They don’t have to answer to anyone but themselves
“You’re weird.”
“Thanks!”
What does being weird mean to you? Being different? Being quirky? Being provacative? Can you only define it relationally, as being not-normal?
Weird is a word weighed down by so many connotations it’s difficult to use with clarity. Even if we could objectively define weird, there’d be a weird scale that probably correlates directly with our own sense of confidence and weirdness. Viewed with the most positive connotation, weirdness is just another word for confidence.
Someone who is weird is confident in who they are. They defy the conventions of “normal”, of society, of convention itself, because they believe in who they are. They aren’t phased by outside pressure, always being true to themselves. And isn’t that something we all strive for?
In Why Weirdos Outperform Normals, the author points out a number of successful entrepreneurs—our contemporaries—naming their quirks. They fanatically watch football, eat Fritos, annoy people, try different things, fail, succeed, and are honest … sounds a lot like confidence, right?
We’ve already talked about how doing weird things can make you more creative—here’s a snippet: “Surprise someone.
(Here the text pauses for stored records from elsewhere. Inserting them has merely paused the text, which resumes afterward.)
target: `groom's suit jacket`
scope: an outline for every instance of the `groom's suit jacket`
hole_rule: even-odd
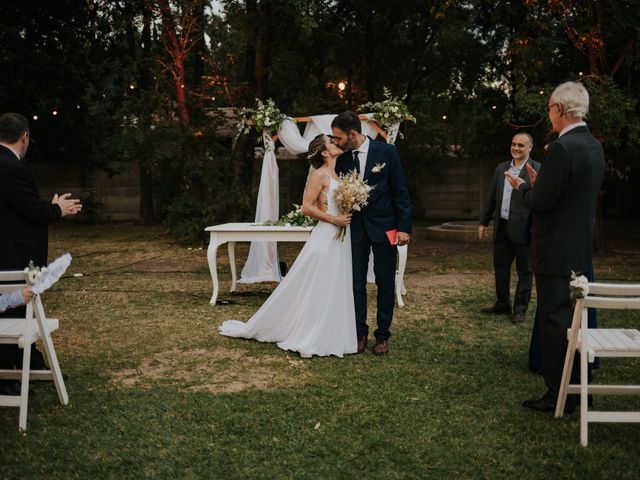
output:
[[[48,225],[60,207],[40,198],[23,161],[0,145],[0,270],[47,264]]]
[[[529,158],[527,162],[537,172],[540,170],[540,162],[536,162]],[[498,238],[498,230],[500,228],[500,209],[502,208],[502,195],[504,193],[504,172],[509,170],[511,160],[500,163],[493,172],[493,179],[487,195],[484,199],[484,208],[480,214],[480,225],[487,226],[493,219],[493,241]],[[529,183],[529,172],[527,172],[526,164],[520,170],[520,178]],[[509,240],[519,244],[529,243],[529,239],[525,238],[525,230],[529,222],[529,208],[525,205],[522,195],[511,192],[511,200],[509,202],[509,221],[507,222],[507,233]]]
[[[382,167],[379,172],[372,171],[376,165]],[[354,169],[351,152],[338,157],[338,174]],[[409,189],[395,145],[370,139],[364,180],[374,189],[368,204],[351,218],[351,241],[357,243],[366,235],[374,243],[387,242],[386,232],[393,229],[411,233]]]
Surprise yourself. Do things that you wouldn’t normally do; that no one “normal” does. Don’t hurt anyone and don’t hurt yourself, but step outside of your patterns for the sake of art.” But what about simply BEING weird?
What if you were to embrace your weirdness—that is, who you are, without caving to any societal pressure? Not foregoing social norms, which can be positive, healthy constructions, but simply stepping outside of the patterns. Stepping outside social patterns, outside your patterns, outside of fear and into the light of your own power.
It might look a little weird in that light.